Robert Samuelson writes for Investors Business Daily:
Economist Robert Litan of the Kauffman Foundation likes to recall that half of today’s Fortune 500 companies began as startups in a recession or a bear stock market. And why not? During a recession, it’s cheaper to hire new workers, rent office space, buy supplies.
But Litan suspects the same process may not be working now. In contrast to earlier slumps, when the number of startups barely fell, there’s been a steep decline. From 2006 to 2009, startups dropped 27%. …
Americans see themselves as go-getters and risk-takers. Our optimism will ultimately rescue us. So it’s said.
But the folklore increasingly collides with reality. The 2008-09 financial crisis traumatized millions. It swelled the ranks of risk-avoiders, worrywarts and victims. Of course, this was mainly a reaction to overborrowing, inflated home values and lost jobs. But now the fear factor is feeding on itself — and it’s smothering the recovery. …

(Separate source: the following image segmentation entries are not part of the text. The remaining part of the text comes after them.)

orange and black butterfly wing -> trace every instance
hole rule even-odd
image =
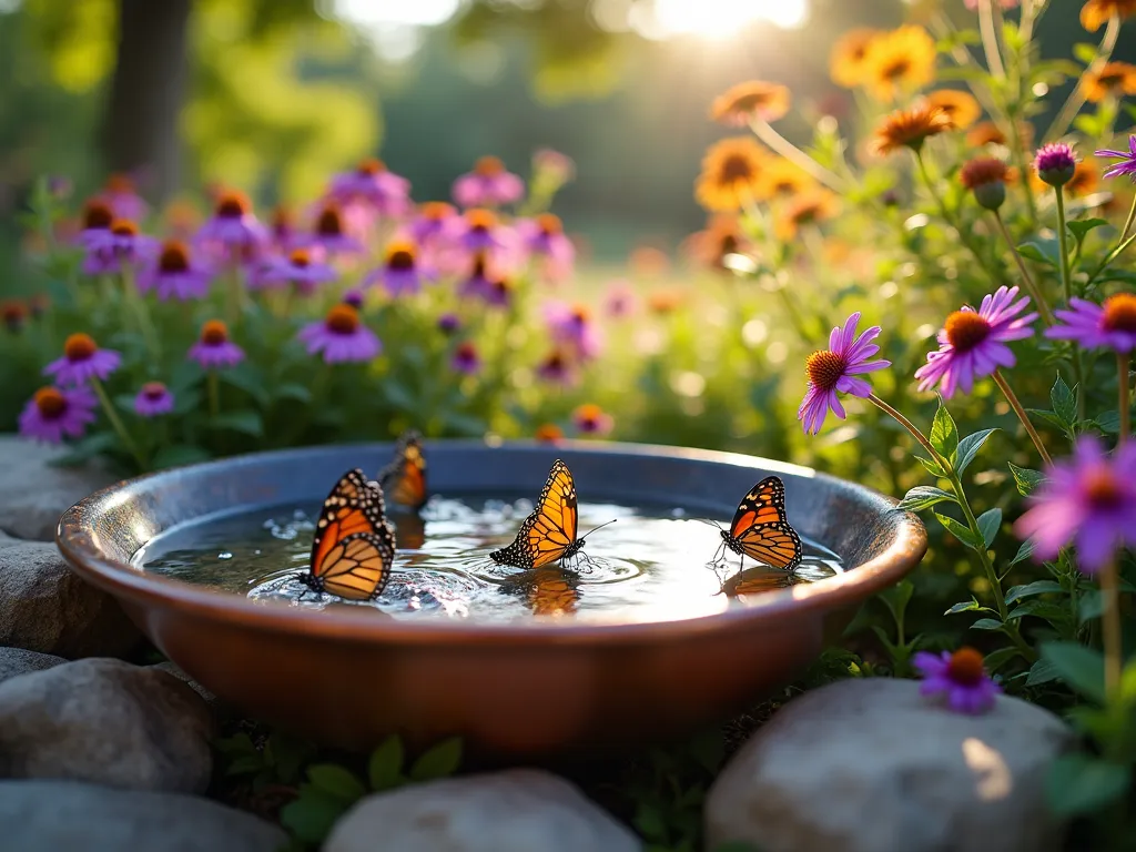
[[[321,583],[335,563],[333,552],[346,538],[360,534],[374,536],[394,553],[394,531],[386,519],[383,490],[356,469],[345,473],[324,501],[311,542],[311,578]]]
[[[735,550],[774,568],[793,570],[801,563],[801,536],[785,515],[785,485],[769,476],[743,498],[729,525]]]
[[[354,533],[327,551],[324,562],[312,566],[324,591],[349,601],[378,598],[391,579],[394,550],[381,535]]]
[[[426,456],[421,435],[407,432],[394,449],[394,460],[378,474],[378,482],[390,499],[414,510],[421,509],[429,498],[426,491]]]
[[[536,508],[520,525],[516,540],[490,556],[498,565],[513,568],[549,565],[576,544],[578,520],[576,483],[568,466],[557,459],[537,498]]]

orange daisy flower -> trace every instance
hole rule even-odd
[[[776,122],[788,112],[790,93],[786,86],[751,80],[727,89],[713,99],[710,117],[734,126],[749,124],[753,118]]]
[[[716,142],[702,160],[694,197],[708,210],[732,212],[762,195],[762,173],[769,154],[749,136]]]

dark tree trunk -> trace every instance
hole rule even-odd
[[[177,187],[178,117],[185,97],[192,0],[118,0],[118,61],[102,133],[108,168],[137,177],[145,194]]]

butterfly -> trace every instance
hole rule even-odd
[[[776,476],[759,482],[746,494],[729,529],[721,531],[722,548],[774,568],[794,570],[801,563],[801,536],[785,517],[785,484]],[[741,570],[741,565],[738,565]]]
[[[394,460],[378,471],[378,483],[391,501],[418,511],[426,504],[426,457],[421,435],[402,433],[394,448]]]
[[[576,483],[568,466],[557,459],[536,500],[536,508],[520,525],[516,540],[508,548],[490,553],[490,559],[498,565],[526,569],[556,561],[563,563],[584,546],[584,540],[576,537],[578,520]]]
[[[316,521],[311,568],[300,582],[314,592],[351,601],[378,598],[391,578],[394,531],[383,490],[362,470],[349,470],[332,488]]]

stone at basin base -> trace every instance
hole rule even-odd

“Risk aversion” — understandable for individuals and firms— has become a collective curse. When everyone is supercautious, the result is stagnation or worse. Imagine an economy doing just slightly better: consumers work off some pent-up demand; stock prices are 10% higher; companies channel $200 billion of their cash to new products or plants; entrepreneurs nurture 10% more startups. A stronger recovery would be self-sustaining.
One contributor to risk aversion that Samuelson doesn’t mention is business’ apparent belief that the Obama administration is going to swipe whatever profits businesses (99.9 percent of which are not on Wall Street) are able to earn in profits, by higher taxes, the upcoming ObamaCare, or whatever else the feds can think of to increase costs on business.

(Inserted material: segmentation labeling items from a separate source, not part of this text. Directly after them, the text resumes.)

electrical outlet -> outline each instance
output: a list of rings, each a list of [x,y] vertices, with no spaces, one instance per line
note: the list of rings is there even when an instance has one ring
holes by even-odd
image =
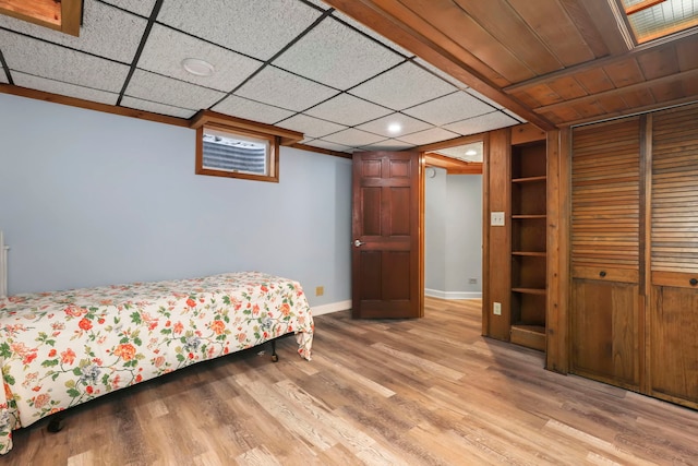
[[[490,225],[493,227],[503,227],[504,226],[504,212],[491,212],[490,213]]]

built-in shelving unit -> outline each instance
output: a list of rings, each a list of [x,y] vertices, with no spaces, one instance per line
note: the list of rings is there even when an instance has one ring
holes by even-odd
[[[512,146],[510,342],[545,350],[545,141]]]

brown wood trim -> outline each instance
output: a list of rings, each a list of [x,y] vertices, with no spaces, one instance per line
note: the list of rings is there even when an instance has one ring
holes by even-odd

Here’s an example: Last year Congress passed a bill that reduced banks’ ability to charge retailers credit- and debit-card swipe fees. Bank of America responded to the loss of revenue by charging its customers $5 per month for its debit cards. (Another example of the Law of Unintended Consequences.) Banking expert Barack Obama replied thusly:
If you say to banks, ‘You don’t have some inherent right to get a certain amount of profit if your customers are being mistreated, that you have you have to treat them fairly and transparently,’ then some will hopefully get the message. … Banks can make money — they can succeed the old-fashioned way — by earning it by lending to small business and by lending to consumers, by making sure we are building the economy together.

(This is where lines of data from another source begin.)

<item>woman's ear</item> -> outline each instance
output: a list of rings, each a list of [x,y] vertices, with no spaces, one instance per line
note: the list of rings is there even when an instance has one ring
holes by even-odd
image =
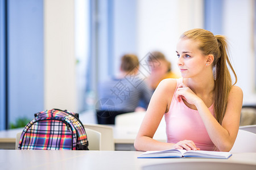
[[[206,65],[209,66],[211,65],[213,62],[213,60],[214,60],[214,57],[213,54],[209,54],[207,56],[207,62]]]

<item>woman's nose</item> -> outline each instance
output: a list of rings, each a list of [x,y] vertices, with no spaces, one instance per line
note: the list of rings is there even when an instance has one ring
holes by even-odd
[[[177,64],[178,66],[182,66],[183,65],[183,61],[182,60],[182,57],[180,57],[177,61]]]

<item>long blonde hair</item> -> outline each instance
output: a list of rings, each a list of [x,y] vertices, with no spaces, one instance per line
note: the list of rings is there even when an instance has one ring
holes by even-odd
[[[226,39],[222,35],[213,35],[205,29],[193,29],[185,32],[180,37],[199,42],[199,49],[204,55],[214,56],[213,70],[214,76],[214,112],[216,120],[221,124],[228,103],[228,96],[232,86],[230,74],[226,63],[234,74],[237,75],[230,63],[228,56]]]

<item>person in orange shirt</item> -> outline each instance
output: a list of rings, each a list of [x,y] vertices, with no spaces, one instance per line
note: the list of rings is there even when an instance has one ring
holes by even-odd
[[[180,78],[172,71],[171,62],[160,52],[151,52],[147,61],[151,70],[147,82],[153,91],[155,91],[160,82],[164,79]]]

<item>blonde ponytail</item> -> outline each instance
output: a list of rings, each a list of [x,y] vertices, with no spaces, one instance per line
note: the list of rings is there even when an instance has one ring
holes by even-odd
[[[205,29],[193,29],[184,32],[181,38],[189,39],[199,42],[199,48],[204,54],[213,54],[214,76],[214,112],[217,121],[221,124],[226,111],[228,97],[232,86],[230,74],[226,63],[234,73],[236,84],[237,77],[228,55],[226,37],[213,34]]]

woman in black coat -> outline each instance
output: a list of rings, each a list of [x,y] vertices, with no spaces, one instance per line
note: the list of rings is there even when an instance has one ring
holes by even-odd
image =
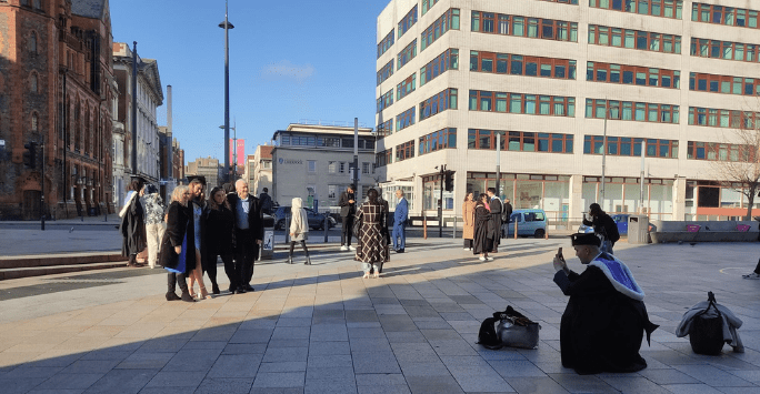
[[[489,231],[491,212],[488,209],[488,194],[480,193],[476,203],[474,239],[472,240],[472,253],[480,254],[480,261],[491,261],[488,252],[493,250],[493,232]]]
[[[203,262],[203,271],[209,274],[211,280],[211,291],[213,294],[219,294],[219,285],[217,284],[217,256],[221,256],[224,263],[224,273],[230,279],[230,293],[234,292],[240,285],[240,279],[236,274],[234,264],[232,263],[233,234],[234,234],[234,216],[227,202],[227,193],[221,188],[211,189],[209,193],[209,202],[203,212],[203,220],[206,221],[206,259]]]
[[[196,301],[190,295],[188,283],[186,282],[186,277],[196,267],[196,254],[191,253],[190,256],[186,256],[187,251],[194,252],[196,250],[192,236],[194,232],[192,210],[188,208],[188,200],[190,200],[188,186],[177,186],[171,193],[171,204],[169,205],[169,213],[167,213],[167,230],[161,240],[160,256],[161,266],[169,271],[167,301]],[[187,236],[188,234],[190,236]],[[182,291],[181,299],[174,293],[178,282]]]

Let’s review: Congress passes a law that restricts a business’ ability to generate revenue. (A business’ fiduciary responsibility, of course, is to generate profits for its owners, a concept utterly foreign to the White House.) The business finds another way to generate revenue. Obama now looks for another way to interfere in this business’ business, instead of letting the business’ customers vote with their feet on whether they want to pay the charges.
That is precisely what business is dealing with today — all businesses, not just the 0.1 percent of businesses that are publicly traded corporations. Because of the looming further threats of the Obama administration, businesses aren’t hiring, which means the unemployment rate is high, which means people aren’t buying things, which means businesses aren’t hiring … you get the picture. Risk aversion may indeed be a collective curse, but that doesn’t mean it isn’t rational.
By the way: Banks are so inherently profitable that the collective profit of U.S. banks, $80 billion, is enough to run the federal government for 7 days and 12 hours.